Yucca as growth industry

Cost, volume of proposed nuclear waste at burial site explode in latest estimates

Thursday, Aug. 7, 2008 | 2:06 a.m.

The cost of the federal plan to bury nuclear waste at Yucca Mountain just keeps rising, as does the volume of the waste planned for shipment to the site 90 miles northwest of Las Vegas.

A warning about the project’s spiraling cost and need for more capacity came last month from Ward Sproat, the Energy Department’s director of nuclear waste programs.

He said then that Yucca Mountain’s “total system life cycle” cost would top $90 billion, and that the Energy Department would need to greatly enlarge the project, which has been vigorously opposed by Nevada for 20 years.

Sproat announced more precise estimates Tuesday. The cost, he said, is now pegged at $96.2 billion. The cost estimate for Yucca Mountain has been rising steadily since 2001, when $57.5 billion was projected to be its total cost.

He also said the Energy Department no longer deems Yucca’s congressionally imposed storage limit of 77,000 tons of nuclear waste to be sufficient. He said the current cost estimate assumes that Yucca will hold 122,000 tons of waste.

Those cost and storage estimates are based on little, if any, new construction of nuclear power plants, where most of the deadly waste would originate under the federal plan.

So imagine if John McCain’s call for building 45 nuclear power plants over the next 22 years comes to pass. Imagine how big Yucca Mountain would become if Congress agrees to up its storage capacity. Imagine the truckloads of waste entering Nevada, one after the other, every minute of every hour — practically forever.

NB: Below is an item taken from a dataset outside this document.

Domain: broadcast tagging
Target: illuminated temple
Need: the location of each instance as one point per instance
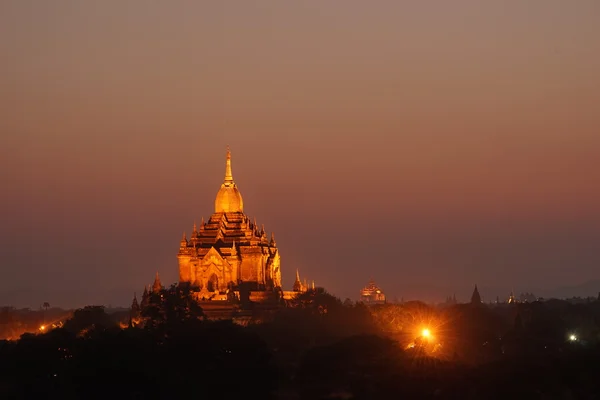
(230, 253)
(372, 294)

There is now more reason than ever to stop Yucca Mountain, which Nevada has documented would be extremely hazardous even built to current plans. If it were to get final approval — in June the Energy Department applied to the Nuclear Regulatory Commission for a license to store nuclear waste — there would be no end to its expansion, and no end to the jeopardy it would pose to Southern Nevada.